The second half takes an emotional and supernatural turn when Thamizh uncovers a diary belonging to Vedhanayagam. It narrates the architect’s obsession with creating homes for the deserving, only to be cheated by Rajasekaran’s ancestors. Haunted by guilt and vengeance, Vedhanayagam’s spirit lingers, waiting for justice.

Thamizh realizes the mansion's renovation is more than a project—it is a test of character. Guided by the diary, Thamizh faces moral dilemmas, grapples with family conflicts, and unravels the truth behind Rajasekaran's ulterior motives.

In a gripping climax, Thamizh uses his skills, the lessons from Vedhanayagam's diary, and his unwavering resolve to restore the mansion not just structurally but spiritually, ensuring it becomes a symbol of redemption and justice. Rajasekaran's greed is exposed, and the mansion is transformed into a shelter for the homeless, fulfilling Vedhanayagam's vision.

The film concludes with Thamizh returning home to his family, now confident that a veedu is not just a physical structure but a place where love, trust, and dreams reside.

== Production ==
Aalukkoru Veedu was written by playwright and screenwriter Sakthi T. K. Krishnasamy, produced by the studio Subhash Movies and directed by Malayalam director M. Krishnan. The dance sequences were choreographed by E. Madhavan, while A. Krishnan was the cinematographer. Shooting took place at Vijaya-Vauhini Studios.

== Soundtrack ==
The music was composed by the duo Viswanathan–Ramamoorthy. The song "Anbu Manam Kalantha Pinney Acchham Thevayaa", a duet between P. B. Sreenivas and P. Susheela, became a hit.

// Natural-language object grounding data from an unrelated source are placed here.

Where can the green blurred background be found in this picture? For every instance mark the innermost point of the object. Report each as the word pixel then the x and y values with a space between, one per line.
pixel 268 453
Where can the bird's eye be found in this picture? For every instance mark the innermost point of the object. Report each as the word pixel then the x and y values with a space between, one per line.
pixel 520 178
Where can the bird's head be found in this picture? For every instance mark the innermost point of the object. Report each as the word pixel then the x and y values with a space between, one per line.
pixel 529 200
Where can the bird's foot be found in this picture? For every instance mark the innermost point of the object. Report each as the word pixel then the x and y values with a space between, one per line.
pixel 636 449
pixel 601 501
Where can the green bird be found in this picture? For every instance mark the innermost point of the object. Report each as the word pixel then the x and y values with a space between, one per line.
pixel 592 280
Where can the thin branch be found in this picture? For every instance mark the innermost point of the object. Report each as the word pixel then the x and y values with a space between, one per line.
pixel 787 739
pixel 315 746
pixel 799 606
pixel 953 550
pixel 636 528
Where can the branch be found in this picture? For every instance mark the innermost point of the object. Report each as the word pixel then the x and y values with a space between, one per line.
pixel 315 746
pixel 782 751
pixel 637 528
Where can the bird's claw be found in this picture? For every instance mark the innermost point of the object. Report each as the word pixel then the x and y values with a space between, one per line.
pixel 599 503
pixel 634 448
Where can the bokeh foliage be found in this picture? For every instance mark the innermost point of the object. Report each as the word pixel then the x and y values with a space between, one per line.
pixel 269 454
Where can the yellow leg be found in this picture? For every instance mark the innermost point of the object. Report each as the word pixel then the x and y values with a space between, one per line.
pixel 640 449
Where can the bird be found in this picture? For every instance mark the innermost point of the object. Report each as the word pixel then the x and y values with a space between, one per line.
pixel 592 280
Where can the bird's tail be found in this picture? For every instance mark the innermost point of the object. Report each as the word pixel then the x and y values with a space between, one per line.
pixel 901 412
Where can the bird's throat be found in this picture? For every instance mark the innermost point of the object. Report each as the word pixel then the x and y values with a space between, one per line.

| Song | Singer/s | Lyricist | Duration |
| "Seyyum Thozhile Deivam" | K. Jamuna Rani & Renuka | Pattukkottai Kalyanasundaram | 03:17 |
| "Pennille Nee Pennille" | A. L. Raghavan & K.Jamuna Rani | 03:23 |
| "Urukellaam Ore Saami" | K. Jamuna Rani & L. R. Eswari | 02:25 |
| "Thaayille Thandhaiyille" | K. Jamuna Rani |  |
| "Anbumanam Kanindhapinne" | P. B. Sreenivas & P. Susheela | 03:18 |
| "Adiyaarku Adiyaaraayi" | K. Jamunarani & group |  |
| "Nee Kettadhu Inbam, Kidaithadhu.." | P. Leela | 03:25 |
| "Kaiyile Valai Kulunga" | L. R. Eswari & Renuka | K. D. Santhanam |  |

== Reception ==
Aalukkoru Veedu was released on 16 September 1960. The film was praised for the performances of its cast, especially that of Sathyan, but was only modestly successful at the box office.